Shah Capital Management, Inc., a North Carolina corporation (“Shah Capital Management”), together with the other participants in its solicitation (collectively, “Shah Capital”), have filed a preliminary proxy statement and accompanying GOLD proxy card with the Securities and Exchange Commission (“SEC”) to be used to solicit votes AGAINST the election of Richard H. Douglas, Margaret G. McGlynn and David Mott to the Board of Directors of Novavax, Inc., a Delaware corporation (the “Company”) at the Company’s 2024 annual meeting of stockholders (the “Annual Meeting”) and AGAINST the approval of certain of the Company’s other proposals to be considered by stockholders at the Annual Meeting.

SHAH CAPITAL STRONGLY ADVISES ALL STOCKHOLDERS OF THE COMPANY TO READ THE PROXY STATEMENT AND OTHER PROXY MATERIALS AS THEY BECOME AVAILABLE BECAUSE THEY WILL CONTAIN IMPORTANT INFORMATION. SUCH PROXY MATERIALS WILL BE AVAILABLE AT NO CHARGE ON THE SEC'S WEBSITE AT HTTP://WWW.SEC.GOV. IN ADDITION, THE PARTICIPANTS IN THIS PROXY SOLICITATION WILL PROVIDE COPIES OF THE PROXY STATEMENT WITHOUT CHARGE, WHEN AVAILABLE, UPON REQUEST. REQUESTS FOR COPIES SHOULD BE DIRECTED TO THE PARTICIPANTS’ PROXY SOLICITOR.

The participants in the proxy solicitation are anticipated to be Shah Capital Management, Shah Capital Opportunity Fund LP (“Shah Opportunity”) and Himanshu H. Shah.

As of the date hereof, Shah Capital Management directly beneficially owns 9,750,000 shares of Common Stock, par value $0.01 per share of the Company (the “Common Stock”).
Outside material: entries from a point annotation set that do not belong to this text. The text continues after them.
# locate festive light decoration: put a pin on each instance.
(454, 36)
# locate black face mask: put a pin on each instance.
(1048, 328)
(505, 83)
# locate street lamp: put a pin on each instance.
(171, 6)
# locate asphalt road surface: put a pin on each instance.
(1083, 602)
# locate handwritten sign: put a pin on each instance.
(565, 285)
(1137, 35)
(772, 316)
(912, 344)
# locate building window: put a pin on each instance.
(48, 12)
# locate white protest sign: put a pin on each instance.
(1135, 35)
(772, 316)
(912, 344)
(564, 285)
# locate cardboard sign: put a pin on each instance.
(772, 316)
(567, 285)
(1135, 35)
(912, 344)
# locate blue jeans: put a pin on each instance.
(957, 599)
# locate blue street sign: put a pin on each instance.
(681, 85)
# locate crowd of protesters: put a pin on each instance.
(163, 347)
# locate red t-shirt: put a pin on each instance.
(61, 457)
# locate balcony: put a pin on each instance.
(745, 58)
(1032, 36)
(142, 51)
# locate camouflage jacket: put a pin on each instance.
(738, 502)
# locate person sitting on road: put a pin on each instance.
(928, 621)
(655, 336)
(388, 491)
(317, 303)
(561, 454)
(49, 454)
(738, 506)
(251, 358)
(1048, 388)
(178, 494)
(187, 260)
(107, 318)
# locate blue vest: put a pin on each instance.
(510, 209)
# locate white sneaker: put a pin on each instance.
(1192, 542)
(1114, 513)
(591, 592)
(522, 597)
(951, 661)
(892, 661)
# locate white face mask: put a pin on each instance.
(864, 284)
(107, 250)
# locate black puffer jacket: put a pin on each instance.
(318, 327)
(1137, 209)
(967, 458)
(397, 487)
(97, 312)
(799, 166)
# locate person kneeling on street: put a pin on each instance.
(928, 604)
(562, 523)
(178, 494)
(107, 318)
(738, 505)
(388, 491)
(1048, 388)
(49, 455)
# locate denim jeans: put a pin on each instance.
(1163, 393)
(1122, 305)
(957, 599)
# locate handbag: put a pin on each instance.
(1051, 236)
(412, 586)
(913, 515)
As the investment manager of Shah Opportunity and certain separately managed accounts (the “Shah Managed Accounts”), Shah Capital Management may be deemed to beneficially own 10,415,794 shares of Common Stock beneficially owned in the aggregate by Shah Opportunity and held in the Shah Managed Accounts.1 As of the date hereof, Mr. Shah directly beneficially owns 65,382 shares of Common Stock, which are held in an account separately managed by Shah Capital Management for his benefit (the “Mr. Shah Managed Account”).  As the President and Chief Investment Officer of Shah Capital Management, Mr. Shah may be deemed to beneficially own the 10,415,794 shares of Common Stock beneficially owned in the aggregate by Shah Opportunity and held in the Shah Managed Accounts, which in addition to the 65,382 shares of Common Stock he beneficially owns directly, constitutes an aggregate of 10,481,176 shares of Common Stock that Mr. Shah may be deemed to beneficially own.


1 The Shah Managed Accounts excludes the Mr. Shah Managed Account (as defined below).